Le jour de la Libération de Paris, 60 à 80 soldats allemands avaient tué par balles ou à l’arme blanche 124 des quelque 500 habitants du village, dont 44 enfants.

Au terme de trois jours d’enquête en Touraine, le magistrat Ulrich Maass a affirmé jeudi, lors d’une conférence de presse à Maillé, que « le 17e bataillon SS basé à Châtellerault (avait) participé à ce massacre en représailles » aux tirs la veille de Résistants sur une voiture allemande.

« Huit résistants cachés dans une ferme ont eu peur à l’approche d’une voiture allemande et ont tiré. Dans le véhicule conduit par (le sous-officier) Gustav Schlüter, un soldat a été tué, un autre blessé », a retracé le magistrat, dont les propos étaient traduits en français.

« Schlüter, très en colère, a alors demandé à sa hiérarchie des représailles, parlant d’attentats terroristes à Maillé impossibles à supporter et de réactions prévues pour ce genre de situation », a précisé M. Maass.

Le sous-officier allemand, considéré par M. Maass comme « le principal protagoniste de la demande de représailles », a été condamné par contumace en 1952 à Bordeaux. Il est mort en 1965 chez lui en Allemagne.

Pour les besoins de l’enquête, M. Maass, accompagné de deux policiers de Stuttgart, spécialisés dans les crimes de guerre, a pu obtenir copie de nombreux documents qu’il étudiera en Allemagne dans le cadre d’une commission rogatoire internationale.

Il s’agit de documents administratifs allemands, certains volés par des Résistants dans les locaux de la Gestapo à Tours en août 1944, conservés aux archives municipales de Tours.

« Nous allons étudier tous les dossiers pour tenter de découvrir les noms des participants au massacre.

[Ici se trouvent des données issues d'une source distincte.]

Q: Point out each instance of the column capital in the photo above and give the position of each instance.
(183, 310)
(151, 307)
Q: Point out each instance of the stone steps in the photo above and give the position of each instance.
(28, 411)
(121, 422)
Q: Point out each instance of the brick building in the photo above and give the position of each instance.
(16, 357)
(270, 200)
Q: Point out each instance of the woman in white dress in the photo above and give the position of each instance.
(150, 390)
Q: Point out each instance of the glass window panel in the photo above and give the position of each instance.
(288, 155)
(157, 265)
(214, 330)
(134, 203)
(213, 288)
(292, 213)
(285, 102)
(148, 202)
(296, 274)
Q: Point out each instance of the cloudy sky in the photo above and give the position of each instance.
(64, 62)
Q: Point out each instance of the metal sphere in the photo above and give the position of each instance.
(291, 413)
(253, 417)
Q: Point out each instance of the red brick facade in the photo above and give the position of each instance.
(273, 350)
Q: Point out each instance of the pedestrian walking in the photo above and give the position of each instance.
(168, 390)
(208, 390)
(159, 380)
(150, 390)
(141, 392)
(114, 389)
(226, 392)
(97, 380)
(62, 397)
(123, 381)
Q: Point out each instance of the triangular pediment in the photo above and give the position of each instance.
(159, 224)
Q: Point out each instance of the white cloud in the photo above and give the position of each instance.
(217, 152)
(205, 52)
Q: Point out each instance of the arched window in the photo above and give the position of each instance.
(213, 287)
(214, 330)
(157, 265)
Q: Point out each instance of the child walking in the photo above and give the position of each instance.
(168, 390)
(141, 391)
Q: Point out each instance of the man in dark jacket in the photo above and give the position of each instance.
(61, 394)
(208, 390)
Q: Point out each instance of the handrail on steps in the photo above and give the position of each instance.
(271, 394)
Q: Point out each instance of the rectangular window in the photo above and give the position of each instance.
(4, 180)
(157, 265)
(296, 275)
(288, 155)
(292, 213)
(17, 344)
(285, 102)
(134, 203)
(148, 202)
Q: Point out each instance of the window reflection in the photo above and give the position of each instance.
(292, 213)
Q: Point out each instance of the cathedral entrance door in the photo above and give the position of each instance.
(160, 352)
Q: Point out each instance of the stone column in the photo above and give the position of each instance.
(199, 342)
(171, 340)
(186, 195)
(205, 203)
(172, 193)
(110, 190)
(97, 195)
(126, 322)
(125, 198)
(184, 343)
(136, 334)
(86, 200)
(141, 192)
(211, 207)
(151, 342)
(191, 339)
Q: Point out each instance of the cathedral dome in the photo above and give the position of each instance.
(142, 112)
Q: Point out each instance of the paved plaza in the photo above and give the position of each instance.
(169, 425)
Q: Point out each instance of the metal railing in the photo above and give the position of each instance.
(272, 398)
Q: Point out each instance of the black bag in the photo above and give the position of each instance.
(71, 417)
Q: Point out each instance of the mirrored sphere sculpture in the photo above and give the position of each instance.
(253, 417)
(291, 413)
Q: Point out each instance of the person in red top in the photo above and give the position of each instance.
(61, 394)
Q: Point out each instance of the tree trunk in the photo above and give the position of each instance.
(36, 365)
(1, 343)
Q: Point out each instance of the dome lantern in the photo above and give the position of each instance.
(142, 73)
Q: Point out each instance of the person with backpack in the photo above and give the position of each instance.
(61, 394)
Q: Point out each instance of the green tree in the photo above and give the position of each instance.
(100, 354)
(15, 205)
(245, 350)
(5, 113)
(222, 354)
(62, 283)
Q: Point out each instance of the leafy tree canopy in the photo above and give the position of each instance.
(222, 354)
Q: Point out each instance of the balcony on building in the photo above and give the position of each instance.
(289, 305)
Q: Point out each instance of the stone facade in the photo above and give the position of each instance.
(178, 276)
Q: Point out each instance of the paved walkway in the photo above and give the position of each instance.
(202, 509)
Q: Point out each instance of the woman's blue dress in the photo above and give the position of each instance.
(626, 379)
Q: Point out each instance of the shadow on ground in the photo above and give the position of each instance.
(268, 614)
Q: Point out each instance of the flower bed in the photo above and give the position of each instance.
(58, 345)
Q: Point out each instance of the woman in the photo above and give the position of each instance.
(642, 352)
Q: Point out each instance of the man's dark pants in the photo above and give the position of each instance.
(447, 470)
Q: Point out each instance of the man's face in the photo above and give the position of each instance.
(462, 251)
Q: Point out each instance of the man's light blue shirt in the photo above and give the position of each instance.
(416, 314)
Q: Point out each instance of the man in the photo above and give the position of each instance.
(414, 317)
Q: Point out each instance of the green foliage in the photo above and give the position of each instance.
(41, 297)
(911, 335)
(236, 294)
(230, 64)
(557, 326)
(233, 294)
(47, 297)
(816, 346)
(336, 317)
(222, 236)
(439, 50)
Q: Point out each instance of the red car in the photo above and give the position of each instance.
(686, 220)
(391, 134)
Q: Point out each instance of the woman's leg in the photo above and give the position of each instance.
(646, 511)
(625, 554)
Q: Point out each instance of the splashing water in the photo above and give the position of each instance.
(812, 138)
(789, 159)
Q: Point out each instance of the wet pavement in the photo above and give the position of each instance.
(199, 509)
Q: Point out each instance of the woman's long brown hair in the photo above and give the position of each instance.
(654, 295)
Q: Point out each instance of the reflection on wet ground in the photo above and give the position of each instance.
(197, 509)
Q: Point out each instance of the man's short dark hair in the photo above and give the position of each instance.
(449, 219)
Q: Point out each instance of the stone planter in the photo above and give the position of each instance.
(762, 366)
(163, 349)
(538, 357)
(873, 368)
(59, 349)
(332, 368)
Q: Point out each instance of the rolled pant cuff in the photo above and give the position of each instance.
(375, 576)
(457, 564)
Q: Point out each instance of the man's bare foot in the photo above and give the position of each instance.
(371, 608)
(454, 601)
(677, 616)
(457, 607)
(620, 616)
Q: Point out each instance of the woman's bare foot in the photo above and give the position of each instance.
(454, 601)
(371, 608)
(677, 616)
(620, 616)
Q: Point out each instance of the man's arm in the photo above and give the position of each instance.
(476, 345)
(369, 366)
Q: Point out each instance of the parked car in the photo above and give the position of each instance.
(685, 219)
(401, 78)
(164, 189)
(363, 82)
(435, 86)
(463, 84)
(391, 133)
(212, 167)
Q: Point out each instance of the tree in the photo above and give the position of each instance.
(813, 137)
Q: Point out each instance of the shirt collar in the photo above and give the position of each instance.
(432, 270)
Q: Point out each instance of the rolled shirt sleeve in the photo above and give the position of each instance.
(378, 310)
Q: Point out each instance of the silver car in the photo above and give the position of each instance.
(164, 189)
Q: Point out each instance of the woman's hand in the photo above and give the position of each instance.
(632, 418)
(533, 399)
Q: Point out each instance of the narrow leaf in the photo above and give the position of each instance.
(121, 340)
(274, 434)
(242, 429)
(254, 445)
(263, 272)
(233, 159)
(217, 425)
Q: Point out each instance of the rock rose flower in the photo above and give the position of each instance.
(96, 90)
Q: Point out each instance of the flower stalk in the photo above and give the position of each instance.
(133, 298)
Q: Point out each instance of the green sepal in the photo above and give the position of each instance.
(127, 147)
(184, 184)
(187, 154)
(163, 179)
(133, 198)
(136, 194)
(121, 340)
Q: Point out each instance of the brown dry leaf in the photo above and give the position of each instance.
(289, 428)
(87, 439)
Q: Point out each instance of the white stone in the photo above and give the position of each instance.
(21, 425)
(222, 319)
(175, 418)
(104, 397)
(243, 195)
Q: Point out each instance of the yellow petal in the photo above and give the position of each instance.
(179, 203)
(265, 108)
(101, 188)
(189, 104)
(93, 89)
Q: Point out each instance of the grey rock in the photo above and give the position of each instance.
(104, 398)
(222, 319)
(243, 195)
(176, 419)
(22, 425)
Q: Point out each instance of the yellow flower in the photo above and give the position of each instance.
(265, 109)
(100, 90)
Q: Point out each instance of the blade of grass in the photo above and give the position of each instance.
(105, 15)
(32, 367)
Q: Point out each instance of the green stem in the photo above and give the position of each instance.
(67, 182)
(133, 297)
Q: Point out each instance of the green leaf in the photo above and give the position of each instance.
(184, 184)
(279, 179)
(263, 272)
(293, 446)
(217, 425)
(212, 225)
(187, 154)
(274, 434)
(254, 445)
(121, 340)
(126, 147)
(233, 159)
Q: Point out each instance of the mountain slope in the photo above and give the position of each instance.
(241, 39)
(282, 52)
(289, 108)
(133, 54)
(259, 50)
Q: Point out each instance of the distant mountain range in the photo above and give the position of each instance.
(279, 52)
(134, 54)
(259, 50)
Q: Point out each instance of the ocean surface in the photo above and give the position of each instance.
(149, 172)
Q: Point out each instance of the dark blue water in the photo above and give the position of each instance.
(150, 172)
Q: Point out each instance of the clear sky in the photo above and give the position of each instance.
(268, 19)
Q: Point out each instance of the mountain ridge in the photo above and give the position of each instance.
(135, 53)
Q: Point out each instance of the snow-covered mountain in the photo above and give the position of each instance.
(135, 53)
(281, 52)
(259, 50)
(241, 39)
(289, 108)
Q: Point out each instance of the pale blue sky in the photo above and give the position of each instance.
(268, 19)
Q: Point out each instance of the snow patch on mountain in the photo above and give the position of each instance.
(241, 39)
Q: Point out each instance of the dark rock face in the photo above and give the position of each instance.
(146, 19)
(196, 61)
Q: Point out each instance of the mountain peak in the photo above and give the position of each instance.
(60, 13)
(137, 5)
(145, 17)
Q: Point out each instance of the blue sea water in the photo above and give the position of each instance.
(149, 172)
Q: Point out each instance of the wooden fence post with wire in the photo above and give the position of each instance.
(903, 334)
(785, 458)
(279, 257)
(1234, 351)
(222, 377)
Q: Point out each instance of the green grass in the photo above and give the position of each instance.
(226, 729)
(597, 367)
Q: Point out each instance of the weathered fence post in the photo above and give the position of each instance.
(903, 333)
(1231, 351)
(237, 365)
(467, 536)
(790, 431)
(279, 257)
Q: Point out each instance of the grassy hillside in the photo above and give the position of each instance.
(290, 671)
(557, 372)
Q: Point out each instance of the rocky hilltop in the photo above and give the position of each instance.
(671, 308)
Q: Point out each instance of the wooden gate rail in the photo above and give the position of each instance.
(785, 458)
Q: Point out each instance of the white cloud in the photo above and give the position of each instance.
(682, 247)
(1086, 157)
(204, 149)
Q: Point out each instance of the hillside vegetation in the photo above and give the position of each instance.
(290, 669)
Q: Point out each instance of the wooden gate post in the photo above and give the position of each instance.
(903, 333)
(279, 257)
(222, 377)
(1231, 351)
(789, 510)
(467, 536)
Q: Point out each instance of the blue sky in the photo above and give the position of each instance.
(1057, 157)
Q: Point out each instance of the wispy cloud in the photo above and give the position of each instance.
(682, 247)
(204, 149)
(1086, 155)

S’il y a des survivants, nous les interrogerons. Et mon devoir sera de les inculper pour crime de guerre, une procédure qui peut durer des années », a précisé M. Maass.

Le procureur avait déjà enquêté durant trois jours en juillet 2008 à Maillé et Châtellerault sur ce massacre de 124 hommes, femmes et enfants perpétré le 25 août 1944, jour de la Libération de Paris.

Il avait ouvert en 2004 une information judiciaire contre ce crime de guerre, imprescriptible en Allemagne, alors qu’en France, la prescription est de 30 ans.

Ulrich Maass qui a « bon espoir d’ici à deux ans » de boucler l’affaire, devrait revenir cet été en Touraine.

La venue de la justice allemande à Maillé a été saluée par les rescapés, toujours hantés par le drame, 64 ans après.

Longtemps oublié, le petit village tourangeau a été le théâtre du deuxième plus important massacre commis par des soldats allemands sur des civils en France pendant la Seconde guerre mondiale, derrière Oradour-sur-Glane (Haute-Vienne) le 10 juin 1944 (642 victimes).

Le 25 août dernier, Nicolas Sarkozy avait été le premier président de la République à se rendre sur les lieux du massacre.